Clay never left the town of Borges. Almost half a decade after his disappearance, Clay had been in the same house that he arrived at following the car accident. But Clay wasn’t just Clay anymore. 

He’d been living in a house in the middle of the desert and he was there when the Ill pollen spread, though the cloud couldn’t touch him. Nothing could touch him since he met and joined with his other half. 

The house where Clay had been hidden from the world belonged to a man called Don Luis Manuel Santana Nieto by the locals who knew him before his death. After the death of the man, his grandson Ivan inhabited the house as his own and Clay arrived at the house shortly after Ivan had killed the man.

The two boys rarely spoke to one another and their regular need for human sustenance was diminished on the day that they met one another. They existed in the run-down house that was shakily built and had holes in the roof as two entities of silver light who mostly levitated in seeming meditation while bolts of lightning flared between them. They had lost their individual humanity as they became something more, something ancient that had existed on Earth since before the dawn of humanity. 

After almost five years in their silver light forms, Ivan and Clay completed their fusion into a single, god-like entity of pure electricity. And after a day in that form, it became what appeared to be a giant, naked man that burst through the roof of the house. 

Just as this happened, an oval doorway formed in the sky before the giant. It wove itself from glowing lines of blue energy into a large oval as two men emerged from it.

“Where are we?” a man named Gregory Samin asked. He was covered in the blue energy from the portal that allowed him to levitate behind the other man who had a magnificent cape that wafted behind him. 
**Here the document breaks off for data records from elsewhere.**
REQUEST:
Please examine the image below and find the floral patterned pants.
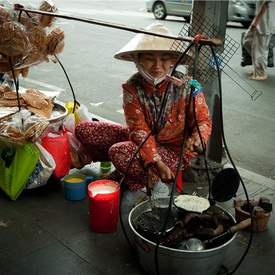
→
[75,121,192,191]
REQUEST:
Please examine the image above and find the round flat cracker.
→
[174,195,210,213]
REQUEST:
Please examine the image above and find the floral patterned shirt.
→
[122,72,212,166]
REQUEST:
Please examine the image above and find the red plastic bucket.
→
[88,180,120,233]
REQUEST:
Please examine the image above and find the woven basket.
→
[234,199,271,232]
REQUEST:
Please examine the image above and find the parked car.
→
[146,0,256,28]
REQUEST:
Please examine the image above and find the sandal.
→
[100,170,122,182]
[249,75,267,80]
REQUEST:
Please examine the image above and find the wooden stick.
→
[14,6,222,46]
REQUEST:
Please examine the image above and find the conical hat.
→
[114,22,190,61]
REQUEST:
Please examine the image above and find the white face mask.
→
[131,55,172,86]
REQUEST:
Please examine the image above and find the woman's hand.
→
[152,160,175,184]
[185,135,203,153]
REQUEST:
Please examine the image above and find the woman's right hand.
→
[152,160,174,184]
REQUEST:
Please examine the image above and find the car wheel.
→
[153,2,167,20]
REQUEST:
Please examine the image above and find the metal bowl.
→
[47,101,68,124]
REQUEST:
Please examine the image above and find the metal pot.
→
[128,198,236,275]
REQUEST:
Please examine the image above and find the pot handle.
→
[134,235,149,253]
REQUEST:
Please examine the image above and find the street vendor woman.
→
[75,22,212,191]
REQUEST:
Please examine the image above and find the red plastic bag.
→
[41,130,71,179]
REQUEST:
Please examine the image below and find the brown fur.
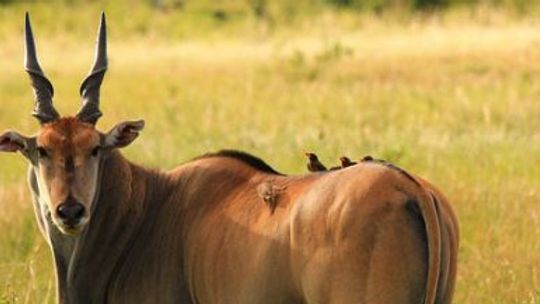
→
[4,118,459,304]
[41,148,457,304]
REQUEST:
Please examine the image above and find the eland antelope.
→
[0,15,458,304]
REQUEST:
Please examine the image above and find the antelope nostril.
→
[56,203,84,222]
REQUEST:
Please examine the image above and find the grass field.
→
[0,3,540,303]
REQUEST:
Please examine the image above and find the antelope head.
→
[0,13,144,235]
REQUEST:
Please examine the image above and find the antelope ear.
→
[0,131,30,152]
[105,120,144,148]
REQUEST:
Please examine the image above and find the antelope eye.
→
[90,146,101,157]
[38,147,49,158]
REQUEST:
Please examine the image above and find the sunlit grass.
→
[0,5,540,303]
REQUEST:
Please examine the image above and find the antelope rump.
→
[0,14,459,304]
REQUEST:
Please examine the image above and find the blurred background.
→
[0,0,540,303]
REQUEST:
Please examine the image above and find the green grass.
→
[0,2,540,303]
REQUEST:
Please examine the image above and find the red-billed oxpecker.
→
[0,12,458,304]
[306,152,328,172]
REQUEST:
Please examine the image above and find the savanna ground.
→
[0,1,540,303]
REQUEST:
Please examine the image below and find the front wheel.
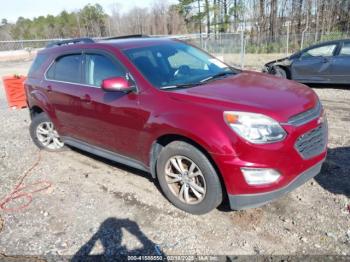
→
[157,141,222,215]
[30,113,64,151]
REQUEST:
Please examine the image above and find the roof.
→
[304,39,350,50]
[97,37,178,50]
[40,35,179,53]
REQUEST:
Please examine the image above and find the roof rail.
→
[46,38,95,48]
[103,34,150,40]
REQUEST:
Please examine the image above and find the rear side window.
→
[85,54,126,86]
[339,43,350,56]
[28,54,48,78]
[46,54,82,83]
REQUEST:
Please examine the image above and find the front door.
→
[78,50,145,158]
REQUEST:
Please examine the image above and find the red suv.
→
[25,36,328,214]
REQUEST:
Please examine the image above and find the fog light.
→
[241,167,281,185]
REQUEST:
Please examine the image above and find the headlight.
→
[224,111,287,144]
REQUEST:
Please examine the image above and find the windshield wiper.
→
[159,82,202,90]
[200,71,236,83]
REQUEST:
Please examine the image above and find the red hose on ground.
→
[0,151,52,212]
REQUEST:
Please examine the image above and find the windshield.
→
[124,42,238,88]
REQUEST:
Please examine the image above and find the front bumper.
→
[228,159,324,210]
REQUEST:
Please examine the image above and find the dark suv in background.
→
[25,36,327,214]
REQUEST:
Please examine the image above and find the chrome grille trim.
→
[295,122,328,159]
[288,101,322,126]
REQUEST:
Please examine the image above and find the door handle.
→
[80,94,91,103]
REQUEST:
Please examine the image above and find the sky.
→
[0,0,177,22]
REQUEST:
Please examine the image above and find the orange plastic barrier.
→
[2,75,27,108]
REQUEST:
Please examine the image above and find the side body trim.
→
[62,137,150,172]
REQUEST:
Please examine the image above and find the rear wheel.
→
[157,141,222,214]
[30,113,64,151]
[273,66,287,78]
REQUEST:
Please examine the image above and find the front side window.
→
[46,54,82,83]
[85,54,125,87]
[124,42,238,88]
[28,54,48,78]
[302,44,337,58]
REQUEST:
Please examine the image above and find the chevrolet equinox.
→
[25,36,328,214]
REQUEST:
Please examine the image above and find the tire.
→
[29,113,65,152]
[157,141,222,215]
[273,66,287,78]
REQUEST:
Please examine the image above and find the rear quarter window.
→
[28,54,49,78]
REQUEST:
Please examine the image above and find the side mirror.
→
[101,77,135,93]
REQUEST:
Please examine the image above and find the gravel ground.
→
[0,62,350,258]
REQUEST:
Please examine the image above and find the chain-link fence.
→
[0,32,350,69]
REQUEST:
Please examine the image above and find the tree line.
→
[0,0,350,43]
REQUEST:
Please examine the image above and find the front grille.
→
[295,122,328,159]
[288,101,322,126]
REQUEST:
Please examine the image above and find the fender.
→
[28,89,61,130]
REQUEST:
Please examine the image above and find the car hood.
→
[169,71,318,122]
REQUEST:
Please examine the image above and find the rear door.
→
[292,43,337,83]
[331,41,350,84]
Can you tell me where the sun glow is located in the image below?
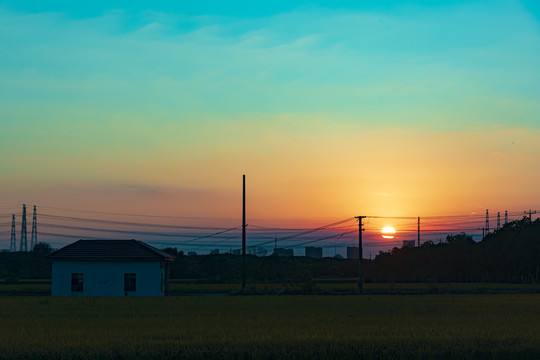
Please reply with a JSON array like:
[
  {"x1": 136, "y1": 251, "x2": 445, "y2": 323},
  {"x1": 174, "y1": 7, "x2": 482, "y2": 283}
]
[{"x1": 381, "y1": 226, "x2": 396, "y2": 239}]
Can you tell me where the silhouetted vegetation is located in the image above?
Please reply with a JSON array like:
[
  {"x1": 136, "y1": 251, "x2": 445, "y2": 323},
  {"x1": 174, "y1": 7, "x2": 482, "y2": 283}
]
[
  {"x1": 366, "y1": 218, "x2": 540, "y2": 283},
  {"x1": 0, "y1": 218, "x2": 540, "y2": 290}
]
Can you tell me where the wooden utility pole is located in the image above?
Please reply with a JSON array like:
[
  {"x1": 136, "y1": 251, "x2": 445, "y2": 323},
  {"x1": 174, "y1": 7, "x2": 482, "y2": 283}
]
[
  {"x1": 418, "y1": 216, "x2": 420, "y2": 247},
  {"x1": 524, "y1": 210, "x2": 536, "y2": 222},
  {"x1": 242, "y1": 175, "x2": 246, "y2": 290},
  {"x1": 356, "y1": 216, "x2": 365, "y2": 294}
]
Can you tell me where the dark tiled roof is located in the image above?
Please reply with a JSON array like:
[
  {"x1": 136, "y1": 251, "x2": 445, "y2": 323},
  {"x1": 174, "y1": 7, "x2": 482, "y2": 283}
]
[{"x1": 48, "y1": 240, "x2": 175, "y2": 261}]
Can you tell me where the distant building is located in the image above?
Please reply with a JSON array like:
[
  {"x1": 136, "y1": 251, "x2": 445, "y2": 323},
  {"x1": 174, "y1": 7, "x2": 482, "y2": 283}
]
[
  {"x1": 401, "y1": 240, "x2": 414, "y2": 248},
  {"x1": 47, "y1": 240, "x2": 175, "y2": 296},
  {"x1": 347, "y1": 246, "x2": 359, "y2": 259},
  {"x1": 306, "y1": 246, "x2": 322, "y2": 259},
  {"x1": 274, "y1": 248, "x2": 294, "y2": 257}
]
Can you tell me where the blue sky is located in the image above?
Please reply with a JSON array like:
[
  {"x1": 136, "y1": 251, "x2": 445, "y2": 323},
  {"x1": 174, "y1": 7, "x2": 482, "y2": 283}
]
[{"x1": 0, "y1": 1, "x2": 540, "y2": 221}]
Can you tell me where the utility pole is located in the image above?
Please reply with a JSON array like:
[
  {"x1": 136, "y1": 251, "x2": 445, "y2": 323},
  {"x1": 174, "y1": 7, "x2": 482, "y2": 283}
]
[
  {"x1": 30, "y1": 205, "x2": 37, "y2": 250},
  {"x1": 242, "y1": 175, "x2": 246, "y2": 291},
  {"x1": 356, "y1": 216, "x2": 365, "y2": 294},
  {"x1": 524, "y1": 210, "x2": 536, "y2": 222},
  {"x1": 9, "y1": 214, "x2": 17, "y2": 252},
  {"x1": 418, "y1": 216, "x2": 420, "y2": 247},
  {"x1": 485, "y1": 209, "x2": 489, "y2": 234},
  {"x1": 19, "y1": 204, "x2": 28, "y2": 251}
]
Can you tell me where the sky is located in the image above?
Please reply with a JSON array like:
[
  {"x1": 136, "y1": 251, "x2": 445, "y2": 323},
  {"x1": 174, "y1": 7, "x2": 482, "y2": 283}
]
[{"x1": 0, "y1": 0, "x2": 540, "y2": 232}]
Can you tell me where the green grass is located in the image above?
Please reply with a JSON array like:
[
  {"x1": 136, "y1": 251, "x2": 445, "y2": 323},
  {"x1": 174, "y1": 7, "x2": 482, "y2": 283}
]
[{"x1": 0, "y1": 294, "x2": 540, "y2": 359}]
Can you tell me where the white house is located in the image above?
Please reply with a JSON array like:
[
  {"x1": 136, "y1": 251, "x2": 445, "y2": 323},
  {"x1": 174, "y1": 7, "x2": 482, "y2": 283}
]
[{"x1": 48, "y1": 240, "x2": 175, "y2": 296}]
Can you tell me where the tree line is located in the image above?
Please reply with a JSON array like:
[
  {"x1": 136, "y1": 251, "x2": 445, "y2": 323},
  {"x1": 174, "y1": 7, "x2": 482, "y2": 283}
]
[{"x1": 0, "y1": 217, "x2": 540, "y2": 283}]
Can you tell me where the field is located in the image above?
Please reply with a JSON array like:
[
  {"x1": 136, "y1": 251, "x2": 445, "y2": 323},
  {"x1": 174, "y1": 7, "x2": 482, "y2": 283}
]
[{"x1": 0, "y1": 294, "x2": 540, "y2": 359}]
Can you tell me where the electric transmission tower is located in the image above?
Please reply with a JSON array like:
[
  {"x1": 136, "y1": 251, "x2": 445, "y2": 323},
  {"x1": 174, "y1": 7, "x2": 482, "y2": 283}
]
[
  {"x1": 484, "y1": 209, "x2": 489, "y2": 234},
  {"x1": 9, "y1": 214, "x2": 17, "y2": 252},
  {"x1": 30, "y1": 205, "x2": 37, "y2": 250},
  {"x1": 19, "y1": 204, "x2": 28, "y2": 251}
]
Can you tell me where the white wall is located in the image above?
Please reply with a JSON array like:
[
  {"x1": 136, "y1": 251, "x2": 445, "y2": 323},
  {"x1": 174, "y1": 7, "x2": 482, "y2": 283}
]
[{"x1": 51, "y1": 261, "x2": 163, "y2": 296}]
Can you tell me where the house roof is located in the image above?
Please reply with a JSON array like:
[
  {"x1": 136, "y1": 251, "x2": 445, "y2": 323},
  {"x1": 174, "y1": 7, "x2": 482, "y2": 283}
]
[{"x1": 48, "y1": 240, "x2": 175, "y2": 261}]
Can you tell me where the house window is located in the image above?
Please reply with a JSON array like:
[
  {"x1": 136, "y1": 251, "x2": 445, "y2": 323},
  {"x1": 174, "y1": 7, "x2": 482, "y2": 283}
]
[
  {"x1": 71, "y1": 273, "x2": 84, "y2": 292},
  {"x1": 124, "y1": 273, "x2": 137, "y2": 292}
]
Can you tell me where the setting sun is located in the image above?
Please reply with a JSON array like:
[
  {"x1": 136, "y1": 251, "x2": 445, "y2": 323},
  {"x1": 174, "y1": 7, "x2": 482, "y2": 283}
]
[{"x1": 381, "y1": 226, "x2": 396, "y2": 239}]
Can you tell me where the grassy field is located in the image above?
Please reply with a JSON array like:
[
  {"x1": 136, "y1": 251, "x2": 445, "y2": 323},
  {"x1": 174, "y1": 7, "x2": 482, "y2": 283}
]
[{"x1": 0, "y1": 294, "x2": 540, "y2": 359}]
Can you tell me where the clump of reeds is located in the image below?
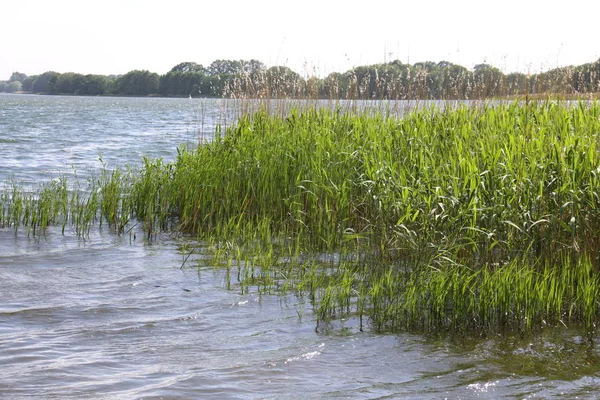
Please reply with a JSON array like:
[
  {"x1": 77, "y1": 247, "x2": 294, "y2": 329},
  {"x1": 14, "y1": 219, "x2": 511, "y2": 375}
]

“Not where I expected the Portals of Wazad to take us,” the other man said in his stately voice that was befitting of his title. The man was Issac Washington, the Master of Universal Arcana. “The portals usually take me to the destination I envision when I summon them, but in times of danger, they can override my will to take me where I am most needed. And judging by the giant in front of us, and the stillness of the clouds, I think the Lightning God has reappeared on Earth.”

“What is that?” Gregory asked.

“You really are undeserving of your powers,” Issac said. “Do you know anything about magic outside of what your family has done for centuries?”

Issac looked back to see Gregory hanging his head in shame. 

“That is the condition for the return of your powers,” Issac said and the two slowly floated toward the giant that seemed to be asleep on its feet. “You are my student and you must expose yourself to all of the magics of the Earth. Not only will you read a thousand books from around the globe, you will need to demonstrate mastery of magics from five countries outside of the European continent.”

The two floated before the face of the giant as it’s eyes opened and a bolt of lightning struck the space between them.

“I am starving,” the giant said. “And you two will be the best meal I have had in centuries.”